Question

Show that the closed sphere with centre (2,3,7) and radius 10 in R3 is contained in the
open cube P ={(x, y, z):|x – 2|<11, y–3]<11,12 – 7|<11}.
​

Answer 1

Answer:

The equation closed sphere with centre (2,3,7) and radius 10 in  is contained in the open cube is

$(x-2)^2 + (y-3)^2 + (z-7)^2 = 10^2$

∴

$(x-2)^2$  ≤ $10^2$

$(y-3)^{2}$ ≤ $10^2$

$(z-7)^{2}$  ≤  $10^2$

/x-2/ ≤ 10

/y-3/  ≤ 10

/z-7/  ≤ 10

∴/x-2/  < 11

/y-3/ < 11

/z-7/  < 11

Hence proved.

Answer 2

The equation of the sphere with center (2, 3, 7) and radius 10 in R³.

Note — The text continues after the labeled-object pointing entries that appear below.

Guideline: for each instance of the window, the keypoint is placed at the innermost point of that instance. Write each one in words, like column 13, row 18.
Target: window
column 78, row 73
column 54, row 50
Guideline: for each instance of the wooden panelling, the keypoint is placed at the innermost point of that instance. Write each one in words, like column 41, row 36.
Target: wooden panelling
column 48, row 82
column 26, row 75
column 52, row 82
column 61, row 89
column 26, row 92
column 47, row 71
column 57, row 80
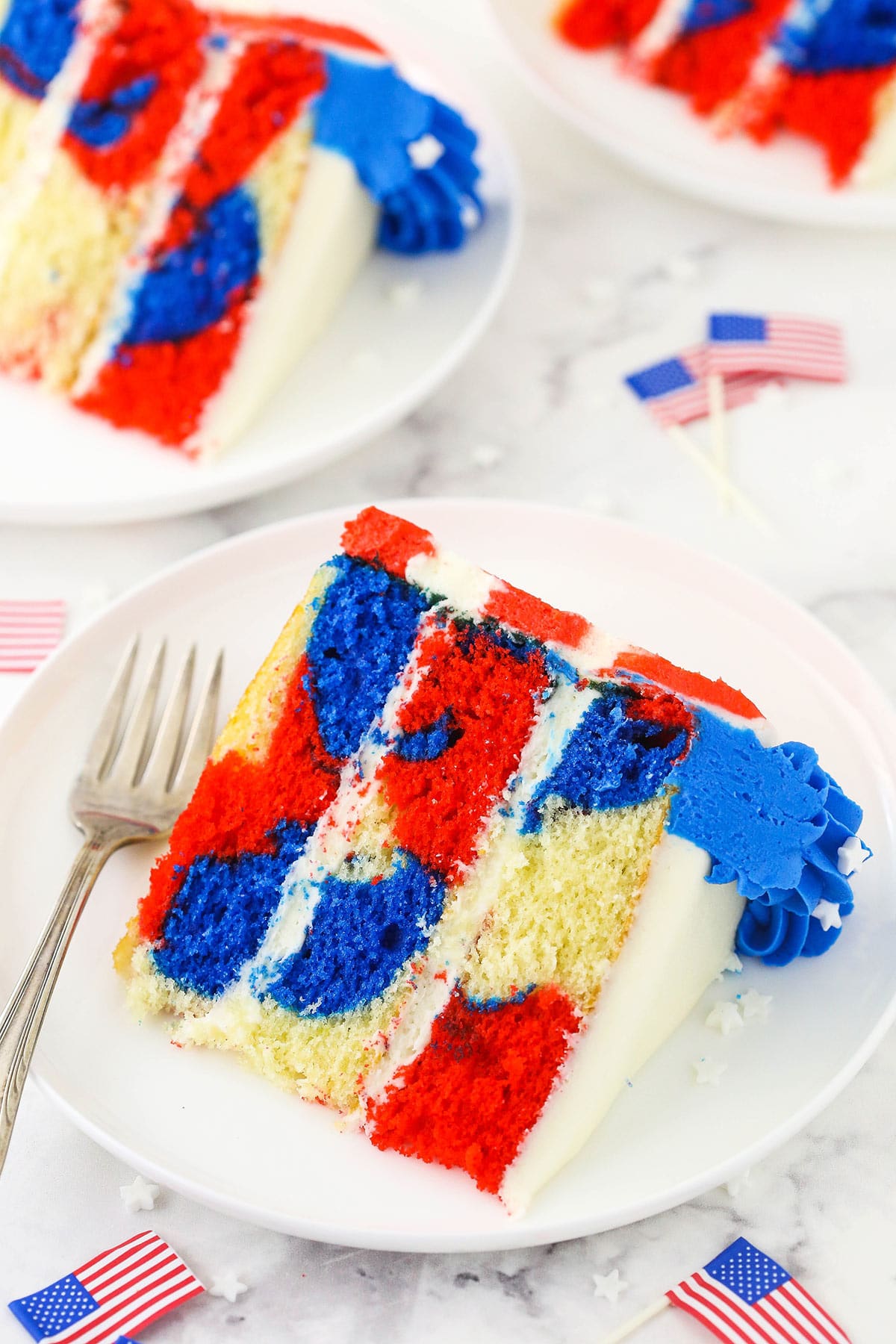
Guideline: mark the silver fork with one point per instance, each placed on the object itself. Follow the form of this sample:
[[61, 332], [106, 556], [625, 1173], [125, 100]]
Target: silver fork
[[132, 786]]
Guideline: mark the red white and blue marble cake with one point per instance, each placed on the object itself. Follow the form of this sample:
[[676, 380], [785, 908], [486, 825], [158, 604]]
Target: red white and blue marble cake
[[186, 194], [461, 862], [821, 69]]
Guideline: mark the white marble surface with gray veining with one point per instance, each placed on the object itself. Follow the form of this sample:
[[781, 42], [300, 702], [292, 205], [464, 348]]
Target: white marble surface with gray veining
[[615, 273]]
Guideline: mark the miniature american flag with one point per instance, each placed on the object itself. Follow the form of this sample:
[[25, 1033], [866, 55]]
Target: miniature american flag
[[675, 391], [28, 632], [113, 1295], [746, 1297], [777, 344]]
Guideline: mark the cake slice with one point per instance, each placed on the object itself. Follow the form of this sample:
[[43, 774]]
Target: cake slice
[[461, 862], [828, 73], [820, 69], [190, 195]]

(x - 2)² + (y - 3)² + (z - 7)² = 10²

Now,

(x - 2)² ≥ 0, x ∈ R

0 ≤ (x - 2)² ≤ 10²

|x - 2| ≤ 10

∴ x - 2 < 11, x ∈ R

Now,

(y - 3)² ≥ 0, y ∈ R

0 ≤ (y - 3)² ≤ 10²

|y - 3| ≤ 10

∴ y - 3 < 11, y ∈ R

Now,

(z - 7)² ≥ 0, z ∈ R

0 ≤ (z - 7)² ≤ 10

|z - 7| ≤ 10

∴ z - 7 < 11, z ∈ R

Thus, the closed sphere with center (2,3,7) and radius 10 in R³ is contained in the  open cube P = {(x, y, z):|x - 2| < 11, |y - 3| < 11, |12 - 7| < 11}.